All of this inevitably slowed down completion of both instruments and there hasn’t been much to photograph or write about, which is why there haven’t been any posts for the last couple of weeks. Anyway, I’m now at the final stages. Here’s the current state of the two guitars:

The bridge is made out of Macassar ebony inlaid, on the tie-block, with a flash of laburnum to echo the rosette. Earlier today, I positioned it on the soundboard and glued it into place. The clamps are now off but I’m going to be patient and wait until tomorrow before stringing up the instrument. It’s always wise to let the glue cure completely before putting a lot of tension on the bridge.

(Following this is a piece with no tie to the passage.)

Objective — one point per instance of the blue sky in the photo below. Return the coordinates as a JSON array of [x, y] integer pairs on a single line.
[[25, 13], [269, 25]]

The fingerboard has now been fitted and fretted to a scale length of 650mm. I’ve more or less finalized the shape of the neck too. Time to make the bridge.

The binding and purfling went in quite neatly. It’s a simple scheme but I think it will look fine on the finished instrument. You can judge for yourself from the pictures. The apparent staining of the wood in some places is where I have brushed on some shellac to stop the white maple picking up dirt or, worse, turning an orange colour from contact with the cocobolo. It will disappear when the next coat of shellac goes on.

The next tasks are to prepare a fingerboard and make a bridge.

The binding is made from sawn veneers of ebony and maple. The photograph below shows a true edge being planed using a shooting board before using the bandsaw to slice off a narrow strip.

Here, a border of maple is being glued to the ebony in a shop-made clamping device.

Below is a strip of the finished binding, bent and ready to be glued into the ledge already routed on the guitar.